Troubleshooting Varnish with Magento 2

tl;dr: Set the launch parameter:


http_resp_hdr_len

to something very large if you are using Varnish with Magento 2. The default is not enough, and terrible things can happen to you if you don't change this.


Magento 2 uses Varnish as its full page caching back-end. This is terrific, and it's quite well implemented. Magento will generate a VCL for you from a template, and carefully craft HTTP response headers to get Varnish to do the right thing.

But it can cause problems if you're not careful. We recently enabled Varnish on one of our Magento 2 sites, only to find that while most pages were served startlingly quickly, a large fraction of category pages were giving us "503: Backend Fetch Failed" errors.

To track this down, I first tried turning on debug headers, but that wasn't enough. I was getting 503s, and I really needed to view the raw response. So I did two things:

First, I checked the logs by running:


varnishlog > /tmp/varnishlog

and searching for the error code quoted on the response page. This allowed me to view the nature of the error. I learned that it was an HTTP fetch error, caused by Magento sending a malformed HTTP response to Varnish. This seemed strange to me.

Next, I turned on full page caching in Magento, but passed web traffic directly to PHP-FPM. This allowed me to use curl to view the back end response that Varnish was complaining about.

Chrome certainly didn't mind, but I passed the URL to redbot, an HTTP response validator to look at. It had no errors, but warned me that "X-Magento-Tags" was an excessively long header, with which some clients might take issue.

Finally, a lead. After Googling around for Varnish header length, I happen upon the answer: Varnish has a launch parameter


http_resp_hdr_len

By default, this is set to 8192. A quick "wc -c" of the "X-Magento-Tags" header gives somewhere around 12000. Changing this parameter fixed all my problems.

But what should I change it to? Change it to something big, okay? The rub here is that Magento adds a tag for every product in a category. And the tag is of the form "catalog_product_{{PRODUCT_ID}}". This takes up about 20 characters, which by some back of the envelope calculations gives you a hair under 400 products in a category before you hit this error. This is not an unreasonable number of products to have in a category.

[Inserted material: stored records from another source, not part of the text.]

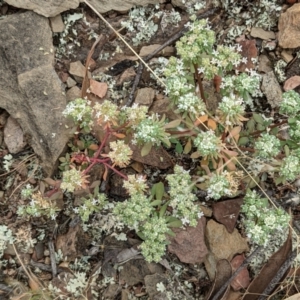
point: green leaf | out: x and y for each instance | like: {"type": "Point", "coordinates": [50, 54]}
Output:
{"type": "Point", "coordinates": [177, 224]}
{"type": "Point", "coordinates": [178, 148]}
{"type": "Point", "coordinates": [171, 219]}
{"type": "Point", "coordinates": [251, 125]}
{"type": "Point", "coordinates": [141, 235]}
{"type": "Point", "coordinates": [261, 127]}
{"type": "Point", "coordinates": [159, 190]}
{"type": "Point", "coordinates": [146, 149]}
{"type": "Point", "coordinates": [286, 150]}
{"type": "Point", "coordinates": [163, 209]}
{"type": "Point", "coordinates": [274, 131]}
{"type": "Point", "coordinates": [258, 118]}
{"type": "Point", "coordinates": [243, 141]}
{"type": "Point", "coordinates": [187, 147]}
{"type": "Point", "coordinates": [173, 124]}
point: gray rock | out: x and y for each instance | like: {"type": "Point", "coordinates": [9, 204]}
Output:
{"type": "Point", "coordinates": [57, 24]}
{"type": "Point", "coordinates": [30, 90]}
{"type": "Point", "coordinates": [51, 8]}
{"type": "Point", "coordinates": [47, 8]}
{"type": "Point", "coordinates": [13, 136]}
{"type": "Point", "coordinates": [271, 89]}
{"type": "Point", "coordinates": [145, 96]}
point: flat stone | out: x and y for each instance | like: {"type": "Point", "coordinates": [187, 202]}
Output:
{"type": "Point", "coordinates": [271, 89]}
{"type": "Point", "coordinates": [77, 69]}
{"type": "Point", "coordinates": [73, 93]}
{"type": "Point", "coordinates": [30, 90]}
{"type": "Point", "coordinates": [224, 245]}
{"type": "Point", "coordinates": [13, 136]}
{"type": "Point", "coordinates": [264, 64]}
{"type": "Point", "coordinates": [57, 24]}
{"type": "Point", "coordinates": [103, 6]}
{"type": "Point", "coordinates": [262, 34]}
{"type": "Point", "coordinates": [70, 82]}
{"type": "Point", "coordinates": [47, 8]}
{"type": "Point", "coordinates": [288, 25]}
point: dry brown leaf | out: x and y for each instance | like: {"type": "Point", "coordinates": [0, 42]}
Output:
{"type": "Point", "coordinates": [249, 51]}
{"type": "Point", "coordinates": [227, 212]}
{"type": "Point", "coordinates": [223, 273]}
{"type": "Point", "coordinates": [291, 83]}
{"type": "Point", "coordinates": [189, 244]}
{"type": "Point", "coordinates": [269, 270]}
{"type": "Point", "coordinates": [242, 280]}
{"type": "Point", "coordinates": [98, 88]}
{"type": "Point", "coordinates": [294, 297]}
{"type": "Point", "coordinates": [85, 82]}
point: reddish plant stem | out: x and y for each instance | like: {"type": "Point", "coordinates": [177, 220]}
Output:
{"type": "Point", "coordinates": [199, 79]}
{"type": "Point", "coordinates": [116, 171]}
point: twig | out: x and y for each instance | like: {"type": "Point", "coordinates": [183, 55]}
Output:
{"type": "Point", "coordinates": [218, 295]}
{"type": "Point", "coordinates": [170, 41]}
{"type": "Point", "coordinates": [5, 288]}
{"type": "Point", "coordinates": [278, 277]}
{"type": "Point", "coordinates": [52, 258]}
{"type": "Point", "coordinates": [45, 267]}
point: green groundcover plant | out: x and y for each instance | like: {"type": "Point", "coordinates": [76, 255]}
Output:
{"type": "Point", "coordinates": [216, 140]}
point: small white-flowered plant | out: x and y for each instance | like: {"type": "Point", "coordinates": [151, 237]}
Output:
{"type": "Point", "coordinates": [290, 167]}
{"type": "Point", "coordinates": [290, 104]}
{"type": "Point", "coordinates": [151, 130]}
{"type": "Point", "coordinates": [261, 220]}
{"type": "Point", "coordinates": [219, 186]}
{"type": "Point", "coordinates": [120, 154]}
{"type": "Point", "coordinates": [267, 146]}
{"type": "Point", "coordinates": [135, 184]}
{"type": "Point", "coordinates": [208, 144]}
{"type": "Point", "coordinates": [27, 191]}
{"type": "Point", "coordinates": [80, 111]}
{"type": "Point", "coordinates": [90, 206]}
{"type": "Point", "coordinates": [182, 197]}
{"type": "Point", "coordinates": [106, 113]}
{"type": "Point", "coordinates": [231, 110]}
{"type": "Point", "coordinates": [134, 211]}
{"type": "Point", "coordinates": [154, 232]}
{"type": "Point", "coordinates": [72, 180]}
{"type": "Point", "coordinates": [6, 238]}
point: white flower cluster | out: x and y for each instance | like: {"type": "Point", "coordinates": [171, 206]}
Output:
{"type": "Point", "coordinates": [232, 109]}
{"type": "Point", "coordinates": [151, 130]}
{"type": "Point", "coordinates": [182, 197]}
{"type": "Point", "coordinates": [154, 233]}
{"type": "Point", "coordinates": [192, 104]}
{"type": "Point", "coordinates": [267, 146]}
{"type": "Point", "coordinates": [207, 143]}
{"type": "Point", "coordinates": [81, 112]}
{"type": "Point", "coordinates": [134, 211]}
{"type": "Point", "coordinates": [290, 104]}
{"type": "Point", "coordinates": [219, 186]}
{"type": "Point", "coordinates": [290, 167]}
{"type": "Point", "coordinates": [72, 179]}
{"type": "Point", "coordinates": [135, 184]}
{"type": "Point", "coordinates": [120, 154]}
{"type": "Point", "coordinates": [6, 238]}
{"type": "Point", "coordinates": [91, 205]}
{"type": "Point", "coordinates": [261, 221]}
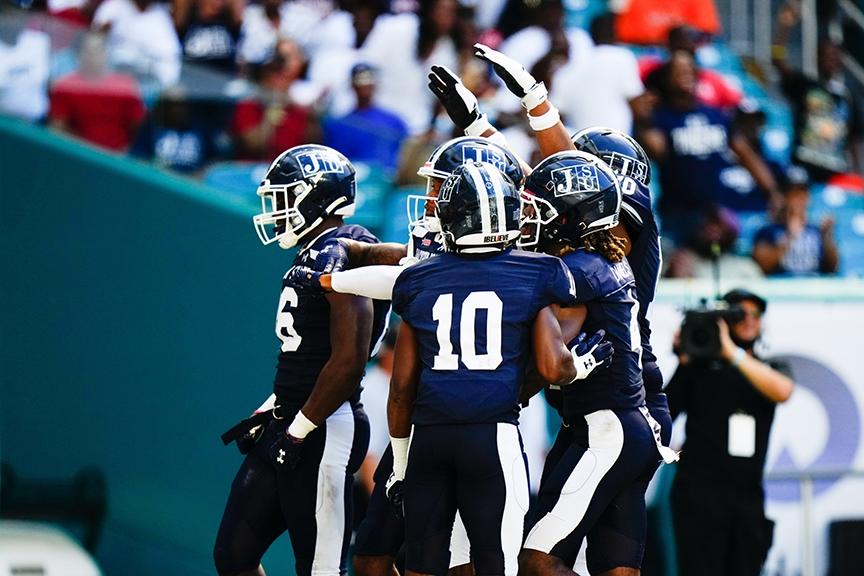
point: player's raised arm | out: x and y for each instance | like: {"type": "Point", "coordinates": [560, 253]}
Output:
{"type": "Point", "coordinates": [543, 117]}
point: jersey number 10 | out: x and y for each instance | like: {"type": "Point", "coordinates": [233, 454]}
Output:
{"type": "Point", "coordinates": [442, 313]}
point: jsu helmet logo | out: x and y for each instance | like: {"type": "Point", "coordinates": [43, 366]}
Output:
{"type": "Point", "coordinates": [319, 162]}
{"type": "Point", "coordinates": [627, 166]}
{"type": "Point", "coordinates": [484, 154]}
{"type": "Point", "coordinates": [574, 179]}
{"type": "Point", "coordinates": [447, 189]}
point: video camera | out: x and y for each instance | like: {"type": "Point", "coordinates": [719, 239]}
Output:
{"type": "Point", "coordinates": [700, 336]}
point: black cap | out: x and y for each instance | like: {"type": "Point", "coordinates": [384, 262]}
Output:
{"type": "Point", "coordinates": [738, 295]}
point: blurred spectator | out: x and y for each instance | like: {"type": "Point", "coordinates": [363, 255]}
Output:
{"type": "Point", "coordinates": [694, 146]}
{"type": "Point", "coordinates": [171, 138]}
{"type": "Point", "coordinates": [302, 21]}
{"type": "Point", "coordinates": [99, 106]}
{"type": "Point", "coordinates": [828, 122]}
{"type": "Point", "coordinates": [712, 89]}
{"type": "Point", "coordinates": [368, 134]}
{"type": "Point", "coordinates": [402, 48]}
{"type": "Point", "coordinates": [793, 246]}
{"type": "Point", "coordinates": [749, 122]}
{"type": "Point", "coordinates": [141, 38]}
{"type": "Point", "coordinates": [649, 21]}
{"type": "Point", "coordinates": [261, 26]}
{"type": "Point", "coordinates": [78, 12]}
{"type": "Point", "coordinates": [265, 126]}
{"type": "Point", "coordinates": [546, 21]}
{"type": "Point", "coordinates": [24, 70]}
{"type": "Point", "coordinates": [600, 91]}
{"type": "Point", "coordinates": [709, 250]}
{"type": "Point", "coordinates": [331, 67]}
{"type": "Point", "coordinates": [209, 31]}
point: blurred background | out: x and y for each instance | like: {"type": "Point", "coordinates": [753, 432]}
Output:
{"type": "Point", "coordinates": [138, 314]}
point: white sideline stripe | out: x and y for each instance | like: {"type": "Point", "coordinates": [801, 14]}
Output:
{"type": "Point", "coordinates": [605, 442]}
{"type": "Point", "coordinates": [516, 486]}
{"type": "Point", "coordinates": [330, 496]}
{"type": "Point", "coordinates": [482, 196]}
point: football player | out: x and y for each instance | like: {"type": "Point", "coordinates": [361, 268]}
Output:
{"type": "Point", "coordinates": [638, 229]}
{"type": "Point", "coordinates": [360, 268]}
{"type": "Point", "coordinates": [301, 454]}
{"type": "Point", "coordinates": [470, 317]}
{"type": "Point", "coordinates": [572, 204]}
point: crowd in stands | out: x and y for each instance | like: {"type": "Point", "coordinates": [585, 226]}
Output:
{"type": "Point", "coordinates": [191, 82]}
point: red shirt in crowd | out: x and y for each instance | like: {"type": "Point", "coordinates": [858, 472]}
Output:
{"type": "Point", "coordinates": [105, 111]}
{"type": "Point", "coordinates": [711, 88]}
{"type": "Point", "coordinates": [291, 130]}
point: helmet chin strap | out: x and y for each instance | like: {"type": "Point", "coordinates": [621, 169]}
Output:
{"type": "Point", "coordinates": [432, 224]}
{"type": "Point", "coordinates": [288, 240]}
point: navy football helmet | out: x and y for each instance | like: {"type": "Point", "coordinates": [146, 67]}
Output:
{"type": "Point", "coordinates": [304, 185]}
{"type": "Point", "coordinates": [449, 156]}
{"type": "Point", "coordinates": [568, 196]}
{"type": "Point", "coordinates": [479, 208]}
{"type": "Point", "coordinates": [619, 150]}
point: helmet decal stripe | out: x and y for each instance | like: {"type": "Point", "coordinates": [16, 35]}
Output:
{"type": "Point", "coordinates": [500, 211]}
{"type": "Point", "coordinates": [482, 196]}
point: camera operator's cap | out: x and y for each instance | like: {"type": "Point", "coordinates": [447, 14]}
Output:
{"type": "Point", "coordinates": [738, 295]}
{"type": "Point", "coordinates": [362, 74]}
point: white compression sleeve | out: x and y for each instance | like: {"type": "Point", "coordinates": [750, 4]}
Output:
{"type": "Point", "coordinates": [374, 282]}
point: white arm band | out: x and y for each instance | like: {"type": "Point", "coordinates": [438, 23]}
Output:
{"type": "Point", "coordinates": [400, 456]}
{"type": "Point", "coordinates": [546, 120]}
{"type": "Point", "coordinates": [374, 282]}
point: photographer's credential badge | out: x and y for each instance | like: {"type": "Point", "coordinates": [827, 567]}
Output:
{"type": "Point", "coordinates": [742, 435]}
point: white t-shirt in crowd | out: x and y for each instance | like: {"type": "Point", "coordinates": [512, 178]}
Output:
{"type": "Point", "coordinates": [597, 92]}
{"type": "Point", "coordinates": [392, 48]}
{"type": "Point", "coordinates": [144, 41]}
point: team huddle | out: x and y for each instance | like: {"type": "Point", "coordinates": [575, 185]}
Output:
{"type": "Point", "coordinates": [513, 280]}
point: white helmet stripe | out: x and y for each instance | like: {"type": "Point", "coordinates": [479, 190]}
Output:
{"type": "Point", "coordinates": [482, 196]}
{"type": "Point", "coordinates": [499, 203]}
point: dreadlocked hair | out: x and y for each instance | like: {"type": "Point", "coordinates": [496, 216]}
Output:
{"type": "Point", "coordinates": [606, 244]}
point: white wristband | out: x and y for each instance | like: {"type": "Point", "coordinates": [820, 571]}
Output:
{"type": "Point", "coordinates": [478, 127]}
{"type": "Point", "coordinates": [738, 356]}
{"type": "Point", "coordinates": [546, 120]}
{"type": "Point", "coordinates": [400, 456]}
{"type": "Point", "coordinates": [301, 426]}
{"type": "Point", "coordinates": [498, 138]}
{"type": "Point", "coordinates": [535, 96]}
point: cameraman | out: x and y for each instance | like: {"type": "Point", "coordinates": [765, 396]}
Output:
{"type": "Point", "coordinates": [717, 496]}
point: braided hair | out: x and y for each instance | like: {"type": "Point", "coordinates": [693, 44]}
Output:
{"type": "Point", "coordinates": [606, 244]}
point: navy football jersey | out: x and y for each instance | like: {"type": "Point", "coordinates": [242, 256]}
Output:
{"type": "Point", "coordinates": [303, 325]}
{"type": "Point", "coordinates": [645, 258]}
{"type": "Point", "coordinates": [609, 292]}
{"type": "Point", "coordinates": [473, 320]}
{"type": "Point", "coordinates": [424, 243]}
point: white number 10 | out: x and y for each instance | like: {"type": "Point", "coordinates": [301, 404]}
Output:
{"type": "Point", "coordinates": [442, 313]}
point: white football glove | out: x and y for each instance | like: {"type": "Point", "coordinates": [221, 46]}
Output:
{"type": "Point", "coordinates": [518, 80]}
{"type": "Point", "coordinates": [588, 355]}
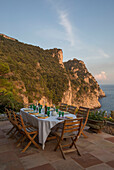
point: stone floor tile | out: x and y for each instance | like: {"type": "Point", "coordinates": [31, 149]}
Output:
{"type": "Point", "coordinates": [111, 139]}
{"type": "Point", "coordinates": [28, 152]}
{"type": "Point", "coordinates": [33, 160]}
{"type": "Point", "coordinates": [8, 156]}
{"type": "Point", "coordinates": [12, 165]}
{"type": "Point", "coordinates": [103, 155]}
{"type": "Point", "coordinates": [87, 160]}
{"type": "Point", "coordinates": [100, 167]}
{"type": "Point", "coordinates": [68, 164]}
{"type": "Point", "coordinates": [4, 141]}
{"type": "Point", "coordinates": [43, 167]}
{"type": "Point", "coordinates": [6, 147]}
{"type": "Point", "coordinates": [111, 163]}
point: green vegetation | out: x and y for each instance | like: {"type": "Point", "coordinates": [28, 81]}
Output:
{"type": "Point", "coordinates": [40, 73]}
{"type": "Point", "coordinates": [97, 115]}
{"type": "Point", "coordinates": [32, 72]}
{"type": "Point", "coordinates": [77, 68]}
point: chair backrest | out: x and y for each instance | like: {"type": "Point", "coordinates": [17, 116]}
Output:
{"type": "Point", "coordinates": [83, 112]}
{"type": "Point", "coordinates": [18, 120]}
{"type": "Point", "coordinates": [7, 113]}
{"type": "Point", "coordinates": [23, 124]}
{"type": "Point", "coordinates": [63, 107]}
{"type": "Point", "coordinates": [72, 109]}
{"type": "Point", "coordinates": [72, 125]}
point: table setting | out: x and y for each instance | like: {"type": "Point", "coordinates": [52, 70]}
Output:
{"type": "Point", "coordinates": [44, 119]}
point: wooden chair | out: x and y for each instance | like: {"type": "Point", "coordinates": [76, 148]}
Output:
{"type": "Point", "coordinates": [83, 112]}
{"type": "Point", "coordinates": [63, 107]}
{"type": "Point", "coordinates": [11, 118]}
{"type": "Point", "coordinates": [71, 129]}
{"type": "Point", "coordinates": [30, 133]}
{"type": "Point", "coordinates": [72, 109]}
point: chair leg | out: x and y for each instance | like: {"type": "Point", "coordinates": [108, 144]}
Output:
{"type": "Point", "coordinates": [62, 151]}
{"type": "Point", "coordinates": [58, 140]}
{"type": "Point", "coordinates": [31, 141]}
{"type": "Point", "coordinates": [85, 136]}
{"type": "Point", "coordinates": [13, 133]}
{"type": "Point", "coordinates": [19, 139]}
{"type": "Point", "coordinates": [73, 143]}
{"type": "Point", "coordinates": [10, 130]}
{"type": "Point", "coordinates": [24, 137]}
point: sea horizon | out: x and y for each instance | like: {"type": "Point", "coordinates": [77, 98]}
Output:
{"type": "Point", "coordinates": [107, 102]}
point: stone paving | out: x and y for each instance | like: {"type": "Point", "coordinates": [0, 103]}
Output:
{"type": "Point", "coordinates": [97, 153]}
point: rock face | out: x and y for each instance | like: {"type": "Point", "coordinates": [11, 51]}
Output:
{"type": "Point", "coordinates": [39, 74]}
{"type": "Point", "coordinates": [59, 55]}
{"type": "Point", "coordinates": [83, 88]}
{"type": "Point", "coordinates": [5, 36]}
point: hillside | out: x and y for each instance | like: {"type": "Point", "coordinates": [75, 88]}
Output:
{"type": "Point", "coordinates": [29, 73]}
{"type": "Point", "coordinates": [85, 89]}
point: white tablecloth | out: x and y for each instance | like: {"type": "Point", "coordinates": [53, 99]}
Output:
{"type": "Point", "coordinates": [44, 125]}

If you want my advice, I'd set it to something like 30 ⨉ (maximal number of products in a category). This gives you a decent buffer, but also sets it to a sensible value. I'm not sure how Varnish allocates memory for storing responses, but my guess would be that Varnish does a malloc of "http_resp_hdr_len" ⨉ "http_max_hdr" + "http_resp_size". This would mean that your memory consumption would increase as you increase this header length limit.

My reasoning behind this is that dynamically allocating memory is very difficult, since they would have to keep some big bucket around to parse the response, and then store it somewhere else. This would also have an impact on performance, and my understanding of the philosophy of Varnish is that a bit of wasted memory is fine if it shaves more milliseconds off response time. Furthermore, why bother asking for a maximum if you're going to dynamically allocate memory? Especially if you're asking at launch and not allowing as something to be configured in VCL?

I did my good citizen thing and sent a pull request to the devdocs team with a note in the documentation that someone might want to look here.